Contemplating nimiia cétiï for New Scientist, 11 September 2018
The artist Jenna Sutela normally divides her time between London and Helsinki, but she has spent the last four months at London’s Somerset House Studios, thanks to a residency with Google Arts & Culture. Here, she’s been either making a video, learning about computers, teaching artificial intelligences to dream, or mastering Martian. Perhaps all of the above. It depends who you speak to.
The artists Google invites to explore the potentials of its machine learning systems normally wind up in its lab in Paris. This time, however, Google engineer Damien Henry (the co-inventor, incidentally of the Google Cardboard VR headset) has been travelling to London to assist Sutela and her artistic mentor, the Turkish-born data artist Memo Akten, in a project that, the more you learn about it, resembles an alchemical operation more than a work of art.
Here – so far as I understand it – is the recipe.
- Take one nineteenth-century French medium, Hélène Smith, who made much of her communications with Martians. (The Surrealists lapped this stuff up: they dubbed her “the muse of automatic writing”.) Make up some phonemes to match her Martian lettering. Speak Martian.
- Prepare a dish of Bacillus subtilis, a bacterium that we expect would cope rather well with conditions on Mars. Point a camera at it, and direct the video signal through a machine learning system. (Don’t call this an AI, whatever you do. Atkin has issued a public warning that “every time someone personifies this stuff, every time someone talks about ‘the AI’, a kitten is strangled.”)
- Lie to your AI. Tell it that your dish of wiggling bacteria is in fact a musical score. Record the music your AI makes as it tries to read the dish. Hide kittens.

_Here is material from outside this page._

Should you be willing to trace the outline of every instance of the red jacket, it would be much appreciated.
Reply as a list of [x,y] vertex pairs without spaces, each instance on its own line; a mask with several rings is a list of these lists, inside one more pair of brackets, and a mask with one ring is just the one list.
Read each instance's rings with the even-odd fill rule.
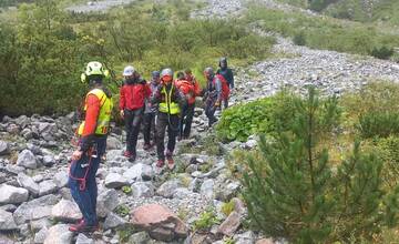
[[124,84],[120,90],[120,110],[136,110],[144,106],[151,89],[144,83]]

- Keep lying. Tell it your dish of wiggling bacteria is a text.
- – a language.
- – a map.
- Write down the text. Speak the language. Read the map. Put the whole enterprise into a single twelve-minute video and hang it up in the foyer of London’s Somerset House Studios.

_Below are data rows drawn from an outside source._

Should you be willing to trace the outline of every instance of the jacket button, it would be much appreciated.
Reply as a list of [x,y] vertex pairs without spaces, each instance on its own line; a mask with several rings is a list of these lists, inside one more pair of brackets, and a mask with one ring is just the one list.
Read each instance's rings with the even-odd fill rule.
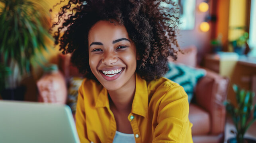
[[133,119],[134,119],[134,116],[133,115],[131,115],[130,116],[130,119],[131,119],[131,120],[132,120]]
[[139,134],[136,134],[135,135],[135,137],[136,137],[136,138],[139,138]]

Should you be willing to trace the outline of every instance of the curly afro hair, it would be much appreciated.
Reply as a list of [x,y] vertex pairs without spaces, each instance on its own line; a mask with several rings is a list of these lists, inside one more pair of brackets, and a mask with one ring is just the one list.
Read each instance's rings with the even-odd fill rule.
[[52,29],[57,27],[55,44],[60,44],[63,54],[72,53],[71,61],[80,72],[97,81],[89,65],[88,32],[100,20],[115,19],[125,26],[135,43],[141,57],[136,72],[152,81],[168,71],[167,57],[176,60],[175,49],[181,51],[176,39],[178,9],[170,0],[70,0],[61,7],[58,21],[53,25]]

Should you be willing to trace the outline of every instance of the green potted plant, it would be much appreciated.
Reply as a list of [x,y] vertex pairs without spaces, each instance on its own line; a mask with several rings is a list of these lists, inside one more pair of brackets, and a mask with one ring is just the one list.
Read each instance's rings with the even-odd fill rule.
[[[42,47],[47,49],[48,15],[40,1],[0,0],[0,62],[11,72],[4,77],[6,96],[30,74],[31,58],[38,56]],[[6,91],[2,91],[3,97]]]
[[233,85],[233,89],[236,94],[237,106],[235,106],[229,101],[226,101],[225,104],[227,111],[231,115],[236,131],[231,131],[236,134],[236,138],[229,139],[228,143],[256,143],[256,141],[244,137],[256,120],[256,104],[253,105],[254,93],[252,91],[241,89],[235,84]]
[[244,32],[237,39],[232,41],[231,44],[234,48],[234,51],[240,55],[244,54],[248,39],[249,34],[247,32]]

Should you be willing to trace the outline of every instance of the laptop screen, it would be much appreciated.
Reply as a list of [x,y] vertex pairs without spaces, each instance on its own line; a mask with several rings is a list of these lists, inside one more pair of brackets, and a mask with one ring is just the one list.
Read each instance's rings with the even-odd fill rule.
[[1,143],[79,143],[69,107],[0,100]]

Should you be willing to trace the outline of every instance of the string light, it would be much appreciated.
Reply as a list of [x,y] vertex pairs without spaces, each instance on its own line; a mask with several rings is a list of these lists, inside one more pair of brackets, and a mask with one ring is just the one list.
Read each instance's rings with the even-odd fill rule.
[[202,12],[206,12],[209,9],[209,6],[208,5],[208,4],[205,2],[201,2],[199,4],[198,9],[199,10]]
[[200,29],[203,32],[207,32],[210,29],[210,25],[207,22],[203,22],[200,24]]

Titled nimiia cétiï and on view in Somerset House Studios until 15 September, Sutela’s video installation is heavy-going at first, but well worth some close scrutiny. Everything you see and hear came from that petri dish: the landscape, the music, the alien script, even its eerily convincing Martian vocalisation. “There is,” Henry tells me with avuncular pride, “absolutely no scientific goal to this project whatsoever.”
The point being that Sutela is one of the first artists, if not the first, to appropriate the rules of machine learning entirely to her own ends. It’s a milestone of sorts. She’s not illustrating an idea, or demonstrating some technical capability. She’s using machine learning like a brush, to conjure up imaginary worlds.
Which is to take nothing away from nimiia cétiï‘s considerable technical achievement. Sutela is forcing her recurrent neural network to over-interpret its little petri dish-shaped world. We’re a long way from inventing a machine that sees pictures in a fire, but these results are certainly suggestive.
«e tesi leca rizini nirnemea riechee sat ze po mizi» as a Martian might say.